Authors: Li Wang, Yiming Zhang, Jiawei Xu


Summary

  • What is the problem the paper aims to solve?

    In CRUSH, each OSD (object storage device) is assigned a weight, and the load of OSDs is usually determined by these weights. When expanding a cluster in an object-based storage system using the CRUST algorithm, the weight of the new OSD will cause the balance among the original weights to change due to the addition of a new OSD. For example, there were originally three OSDs with weights of 1. Each of them stored 4 objects when they reached load balancing. At this time, if a new OSD with a weight of 1 is added. According to the weight of these four OSDs, they should store 3 objects each. This will cause each of the original three OSDs to migrate an object to the new OSD for new load balancing. These OSDs belong to different clusters, so this kind of migration is often global. This is called uncontrolled data migration. Due to the data migration, I/O delay will be caused, and IOPS will be reduced, resulting in reduced performance.

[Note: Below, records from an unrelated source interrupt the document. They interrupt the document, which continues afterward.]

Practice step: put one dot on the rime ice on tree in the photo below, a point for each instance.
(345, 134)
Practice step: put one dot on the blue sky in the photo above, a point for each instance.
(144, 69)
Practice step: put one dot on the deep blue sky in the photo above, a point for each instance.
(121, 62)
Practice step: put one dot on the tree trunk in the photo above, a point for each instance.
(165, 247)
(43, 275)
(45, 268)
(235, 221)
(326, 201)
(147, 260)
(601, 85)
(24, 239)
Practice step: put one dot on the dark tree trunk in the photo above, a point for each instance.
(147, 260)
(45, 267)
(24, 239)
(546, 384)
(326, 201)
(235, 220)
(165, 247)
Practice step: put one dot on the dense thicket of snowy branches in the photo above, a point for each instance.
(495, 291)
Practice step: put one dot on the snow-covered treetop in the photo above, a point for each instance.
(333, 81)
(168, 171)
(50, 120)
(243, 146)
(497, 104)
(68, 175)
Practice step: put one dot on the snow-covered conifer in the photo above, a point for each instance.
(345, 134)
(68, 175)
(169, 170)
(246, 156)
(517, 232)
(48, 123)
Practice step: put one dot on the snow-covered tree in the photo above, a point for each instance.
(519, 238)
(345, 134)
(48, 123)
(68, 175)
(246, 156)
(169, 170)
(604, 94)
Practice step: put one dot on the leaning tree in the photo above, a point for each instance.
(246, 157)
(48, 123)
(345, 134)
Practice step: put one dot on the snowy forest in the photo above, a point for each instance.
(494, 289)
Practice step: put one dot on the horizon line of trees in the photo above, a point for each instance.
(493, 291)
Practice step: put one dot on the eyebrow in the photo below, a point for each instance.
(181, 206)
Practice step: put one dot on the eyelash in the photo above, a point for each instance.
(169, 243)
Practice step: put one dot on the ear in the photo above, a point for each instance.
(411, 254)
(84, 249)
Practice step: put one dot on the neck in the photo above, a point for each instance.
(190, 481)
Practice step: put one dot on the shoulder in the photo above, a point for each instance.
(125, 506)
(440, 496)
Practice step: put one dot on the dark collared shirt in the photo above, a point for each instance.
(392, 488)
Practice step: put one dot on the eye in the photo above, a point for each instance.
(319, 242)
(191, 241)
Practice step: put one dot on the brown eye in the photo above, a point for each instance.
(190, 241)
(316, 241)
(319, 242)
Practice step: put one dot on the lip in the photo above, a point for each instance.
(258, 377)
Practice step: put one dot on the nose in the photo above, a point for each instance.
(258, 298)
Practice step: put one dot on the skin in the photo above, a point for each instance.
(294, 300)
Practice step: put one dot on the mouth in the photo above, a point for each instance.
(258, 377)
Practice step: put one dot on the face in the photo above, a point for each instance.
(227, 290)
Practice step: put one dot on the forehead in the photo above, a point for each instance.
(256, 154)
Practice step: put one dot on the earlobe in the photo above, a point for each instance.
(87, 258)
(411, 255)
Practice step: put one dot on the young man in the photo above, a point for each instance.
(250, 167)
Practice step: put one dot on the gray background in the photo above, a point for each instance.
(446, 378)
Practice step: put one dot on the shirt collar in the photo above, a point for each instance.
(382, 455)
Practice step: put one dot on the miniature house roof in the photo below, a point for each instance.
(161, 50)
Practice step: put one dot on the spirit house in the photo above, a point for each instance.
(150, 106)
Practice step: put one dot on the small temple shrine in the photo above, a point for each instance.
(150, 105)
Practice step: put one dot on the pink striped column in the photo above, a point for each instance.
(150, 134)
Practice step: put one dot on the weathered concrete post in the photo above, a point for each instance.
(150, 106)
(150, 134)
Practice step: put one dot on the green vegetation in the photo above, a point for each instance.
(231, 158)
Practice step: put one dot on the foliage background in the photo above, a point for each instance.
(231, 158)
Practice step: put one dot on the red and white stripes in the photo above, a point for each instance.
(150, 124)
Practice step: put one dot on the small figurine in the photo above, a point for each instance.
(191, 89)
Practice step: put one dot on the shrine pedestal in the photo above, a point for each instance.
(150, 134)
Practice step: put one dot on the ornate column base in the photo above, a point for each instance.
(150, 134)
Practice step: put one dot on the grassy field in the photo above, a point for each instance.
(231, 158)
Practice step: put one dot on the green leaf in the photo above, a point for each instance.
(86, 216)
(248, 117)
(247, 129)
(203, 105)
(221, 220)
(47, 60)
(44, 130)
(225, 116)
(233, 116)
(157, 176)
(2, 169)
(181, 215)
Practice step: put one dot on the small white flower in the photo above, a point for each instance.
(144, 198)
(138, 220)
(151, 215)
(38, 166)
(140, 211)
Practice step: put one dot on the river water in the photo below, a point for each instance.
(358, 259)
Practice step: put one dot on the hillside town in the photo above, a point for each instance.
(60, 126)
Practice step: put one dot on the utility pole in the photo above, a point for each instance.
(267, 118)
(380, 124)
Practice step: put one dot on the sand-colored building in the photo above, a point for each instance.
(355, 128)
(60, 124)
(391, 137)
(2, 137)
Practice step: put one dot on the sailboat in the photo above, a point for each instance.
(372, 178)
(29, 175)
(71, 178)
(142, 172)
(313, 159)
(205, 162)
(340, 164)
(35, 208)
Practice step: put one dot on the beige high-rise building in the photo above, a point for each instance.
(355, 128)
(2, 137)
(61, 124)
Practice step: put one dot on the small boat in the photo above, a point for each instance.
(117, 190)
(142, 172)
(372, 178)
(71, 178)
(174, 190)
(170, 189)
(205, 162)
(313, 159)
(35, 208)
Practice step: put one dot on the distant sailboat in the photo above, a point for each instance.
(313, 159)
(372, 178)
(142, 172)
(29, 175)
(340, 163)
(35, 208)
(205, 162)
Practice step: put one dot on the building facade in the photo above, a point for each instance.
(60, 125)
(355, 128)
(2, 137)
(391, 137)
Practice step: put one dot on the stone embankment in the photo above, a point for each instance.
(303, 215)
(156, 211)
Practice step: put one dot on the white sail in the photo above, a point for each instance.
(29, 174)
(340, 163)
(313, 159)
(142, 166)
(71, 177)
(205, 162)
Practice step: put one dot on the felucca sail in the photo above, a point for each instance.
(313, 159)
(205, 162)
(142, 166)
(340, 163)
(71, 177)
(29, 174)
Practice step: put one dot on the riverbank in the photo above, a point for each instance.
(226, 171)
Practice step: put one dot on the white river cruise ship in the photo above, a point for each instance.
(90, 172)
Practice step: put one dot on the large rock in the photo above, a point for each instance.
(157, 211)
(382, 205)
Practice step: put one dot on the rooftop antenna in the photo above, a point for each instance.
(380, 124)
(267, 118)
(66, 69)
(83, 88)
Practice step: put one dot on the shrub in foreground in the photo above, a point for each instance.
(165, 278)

  • How can the paper address the problem? What is the main idea of this paper?

    CRUSH is an algorithm used to calculate on which OSD an object is stored in a decentralized object-based storage system. It contains two steps. The first step uses hashing and modulo to map objects to PG (placement group). The second step is to map from PG to OSD. In the second step, it includes the steps of selecting root, cabinet, rack, and OSD. In each selection, it is determined by the weight and the utilization rate of the equipment.

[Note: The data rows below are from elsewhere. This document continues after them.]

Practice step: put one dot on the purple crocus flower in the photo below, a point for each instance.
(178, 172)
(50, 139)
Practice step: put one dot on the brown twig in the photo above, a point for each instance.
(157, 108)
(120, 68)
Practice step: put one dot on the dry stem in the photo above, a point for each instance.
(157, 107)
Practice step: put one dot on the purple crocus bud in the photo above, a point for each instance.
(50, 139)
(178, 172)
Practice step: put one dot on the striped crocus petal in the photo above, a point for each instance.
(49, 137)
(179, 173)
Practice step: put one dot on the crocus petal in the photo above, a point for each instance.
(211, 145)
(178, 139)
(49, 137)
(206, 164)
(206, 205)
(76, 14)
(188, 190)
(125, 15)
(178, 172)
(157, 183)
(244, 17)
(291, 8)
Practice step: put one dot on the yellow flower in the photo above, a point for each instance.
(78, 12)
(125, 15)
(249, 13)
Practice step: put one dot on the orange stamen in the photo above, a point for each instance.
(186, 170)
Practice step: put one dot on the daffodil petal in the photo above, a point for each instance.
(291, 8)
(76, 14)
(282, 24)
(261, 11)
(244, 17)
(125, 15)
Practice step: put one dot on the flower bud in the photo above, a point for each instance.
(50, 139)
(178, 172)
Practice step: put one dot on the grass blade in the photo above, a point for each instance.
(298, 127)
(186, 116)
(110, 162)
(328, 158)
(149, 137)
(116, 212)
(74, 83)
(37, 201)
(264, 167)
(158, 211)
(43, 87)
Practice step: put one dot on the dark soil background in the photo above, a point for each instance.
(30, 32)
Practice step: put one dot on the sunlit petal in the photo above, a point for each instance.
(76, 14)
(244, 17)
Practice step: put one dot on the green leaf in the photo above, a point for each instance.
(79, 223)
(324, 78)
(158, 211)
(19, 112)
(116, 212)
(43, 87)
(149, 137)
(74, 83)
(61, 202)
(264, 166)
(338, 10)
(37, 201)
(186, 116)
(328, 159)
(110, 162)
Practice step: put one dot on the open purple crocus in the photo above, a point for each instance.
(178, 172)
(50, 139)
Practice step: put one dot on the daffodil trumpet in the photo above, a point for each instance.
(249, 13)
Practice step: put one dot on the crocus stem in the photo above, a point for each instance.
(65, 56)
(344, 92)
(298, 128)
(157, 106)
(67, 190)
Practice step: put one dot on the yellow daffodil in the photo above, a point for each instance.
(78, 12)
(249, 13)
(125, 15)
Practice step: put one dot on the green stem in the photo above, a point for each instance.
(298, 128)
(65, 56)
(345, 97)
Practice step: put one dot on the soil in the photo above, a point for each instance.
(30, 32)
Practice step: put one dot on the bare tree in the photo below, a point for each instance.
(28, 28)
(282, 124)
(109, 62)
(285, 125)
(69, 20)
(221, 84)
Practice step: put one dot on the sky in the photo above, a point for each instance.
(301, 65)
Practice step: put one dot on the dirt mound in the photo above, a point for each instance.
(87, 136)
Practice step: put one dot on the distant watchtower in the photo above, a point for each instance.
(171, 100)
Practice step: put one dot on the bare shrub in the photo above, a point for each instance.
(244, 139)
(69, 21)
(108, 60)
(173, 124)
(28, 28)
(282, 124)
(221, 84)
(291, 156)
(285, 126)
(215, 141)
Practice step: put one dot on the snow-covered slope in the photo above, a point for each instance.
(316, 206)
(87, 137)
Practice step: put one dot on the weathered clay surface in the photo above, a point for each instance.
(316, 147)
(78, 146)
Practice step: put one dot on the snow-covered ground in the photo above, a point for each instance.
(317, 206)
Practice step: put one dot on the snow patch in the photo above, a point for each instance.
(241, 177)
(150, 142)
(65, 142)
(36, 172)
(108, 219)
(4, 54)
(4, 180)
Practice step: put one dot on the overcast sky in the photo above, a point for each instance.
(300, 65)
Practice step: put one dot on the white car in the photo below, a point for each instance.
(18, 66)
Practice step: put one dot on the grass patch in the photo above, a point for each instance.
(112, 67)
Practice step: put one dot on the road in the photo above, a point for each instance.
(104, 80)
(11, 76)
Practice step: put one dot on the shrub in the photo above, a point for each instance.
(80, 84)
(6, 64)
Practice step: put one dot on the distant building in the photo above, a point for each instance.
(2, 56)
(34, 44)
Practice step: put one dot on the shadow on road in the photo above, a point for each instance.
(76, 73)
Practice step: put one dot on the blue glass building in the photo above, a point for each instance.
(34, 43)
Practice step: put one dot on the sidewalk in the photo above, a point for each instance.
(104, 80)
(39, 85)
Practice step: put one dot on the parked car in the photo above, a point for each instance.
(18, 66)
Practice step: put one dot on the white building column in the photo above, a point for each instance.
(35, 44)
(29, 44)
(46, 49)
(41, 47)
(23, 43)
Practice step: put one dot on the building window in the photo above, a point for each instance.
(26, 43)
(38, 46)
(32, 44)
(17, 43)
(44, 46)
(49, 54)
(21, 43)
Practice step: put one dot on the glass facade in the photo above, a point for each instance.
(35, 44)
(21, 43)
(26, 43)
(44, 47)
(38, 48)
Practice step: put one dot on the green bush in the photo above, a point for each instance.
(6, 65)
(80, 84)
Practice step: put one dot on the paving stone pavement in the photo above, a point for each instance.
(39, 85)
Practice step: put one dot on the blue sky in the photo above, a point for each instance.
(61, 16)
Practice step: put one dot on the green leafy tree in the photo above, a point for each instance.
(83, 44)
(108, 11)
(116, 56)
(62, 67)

    In centralized object-based storage systems, a central directory is used to store the location of each object. To avoid migration, new objects are stored in new OSDs while keeping old OSDs unaffected. Inspired by this idea, to isolate the new OSDs from the old OSDs, they introduced the concept of layers represented by a virtual node beneath the CRUSH root. To distinguish between old and new layers, they introduced timestamps and used timestamps for subsequent mapping.

    When the cluster is expanded, they regard the new cluster (which can be OSDS, shelves, cabinets) as a new layer. At the same time, new PGs are introduced (note that each PG has two timestamps, the static timestamp, and the static timestamps. The two timestamps are initialized to be the same as the layer's timestamp, and the dynamic timestamp can be changed). In subsequent calculations, MAXP firstly compares the object's timestamp with the PG's static timestamp to map the new PG. Then MAPX uses dynamic timestamp mapping to the corresponding layer. The steps in the layer are similar to CRUSH's second step.

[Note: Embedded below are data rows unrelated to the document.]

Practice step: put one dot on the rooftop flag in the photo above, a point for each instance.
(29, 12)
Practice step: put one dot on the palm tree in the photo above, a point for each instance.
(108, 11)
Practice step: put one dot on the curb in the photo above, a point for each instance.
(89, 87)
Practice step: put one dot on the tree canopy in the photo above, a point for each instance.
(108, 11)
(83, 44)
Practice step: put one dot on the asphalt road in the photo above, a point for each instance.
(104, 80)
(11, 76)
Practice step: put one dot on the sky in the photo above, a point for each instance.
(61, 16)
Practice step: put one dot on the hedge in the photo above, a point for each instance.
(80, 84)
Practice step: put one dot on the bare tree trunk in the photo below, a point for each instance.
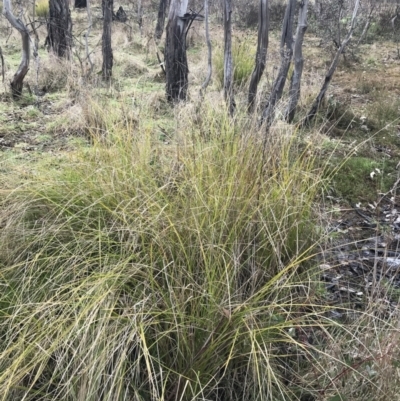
(18, 80)
(59, 28)
(228, 64)
(366, 26)
(176, 66)
(162, 11)
(317, 102)
(286, 50)
(2, 65)
(294, 90)
(209, 49)
(261, 55)
(106, 45)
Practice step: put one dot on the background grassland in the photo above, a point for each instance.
(158, 253)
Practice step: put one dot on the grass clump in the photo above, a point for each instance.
(146, 270)
(243, 63)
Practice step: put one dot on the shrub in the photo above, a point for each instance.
(42, 8)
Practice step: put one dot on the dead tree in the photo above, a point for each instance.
(209, 50)
(106, 40)
(261, 55)
(59, 28)
(328, 77)
(294, 90)
(162, 11)
(228, 63)
(18, 80)
(286, 52)
(176, 66)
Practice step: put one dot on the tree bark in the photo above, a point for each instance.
(228, 63)
(106, 40)
(18, 80)
(89, 67)
(176, 66)
(261, 55)
(209, 50)
(140, 17)
(286, 51)
(294, 90)
(59, 28)
(162, 11)
(317, 102)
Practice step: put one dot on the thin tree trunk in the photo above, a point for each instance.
(59, 28)
(261, 55)
(2, 64)
(317, 102)
(18, 80)
(162, 11)
(209, 50)
(228, 64)
(294, 90)
(106, 45)
(176, 66)
(286, 51)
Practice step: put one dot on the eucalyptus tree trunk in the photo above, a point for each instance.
(176, 66)
(106, 39)
(59, 28)
(88, 69)
(328, 77)
(209, 50)
(261, 55)
(294, 90)
(286, 52)
(228, 63)
(162, 11)
(18, 80)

    After the introduction of layers and timestamps, when the cluster expands, new objects are placed on the new layer, the old objects and layers are not affected, so cluster migration without migration can be achieved. When the workload changes, only need to change the dynamic timestamp of PGs to remap the PG. If you want to achieve cluster shrinking, you can use it as the reverse process of cluster expansion. Firstly you assign all PGs in the layer to be shrunk to the remaining layers according to aggregated weights and then migrate the PGs to the target layers through remapping. When the clusters need to be merged, only the time stamp of the cluster needs to be changed.

  • Validations

    Due to the introduction of the timestamp idea, this paper chose ceph-RBD(adding timestamp in rbd_header structure) and ceph-FS (having inode in its inode) for implementation. The algorithm in this paper is designed to improve CRUSH's disadvantage, so its evaluation compares I/O, latency, computation cost and affected PGs (PGs that need to be remapped when data migration occurs) with CRUSH. From the results, it is improved in performance compared to CRUSH.


Strengthens

  • Optimized based on the original CRUSH algorithm, MAPX can be used MAXP without major modifications in the actual application of CRUSH scenarios.

  • They apply the existing "new Objects to new OSDs" separate processing idea to the existing CRUSH, to transform a global data migration problem into a local original mapping problem. The performance has been greatly improved from the evaluation results, This idea is worthy of reference.


Weaknesses

  • Its application scenarios are limited, MAPX is not suitable for general object stores (because the timestamp is required) so that it will need more depth work if we want to use it in some real scenarios.
  • The section of related work occupies large spaces, but in the section of MAPX, some concepts don't express clearly such as if the remapping could influence load balancing.

Comments

  • In my view, MAPX is an optimization of CRUSH. It improves CRUSH's performance but it has some others' problems such as remapping's load balance. Secondly, if the new layer just has two cabs so it needs to choose the old layer, in which will it break the balance of the old layer?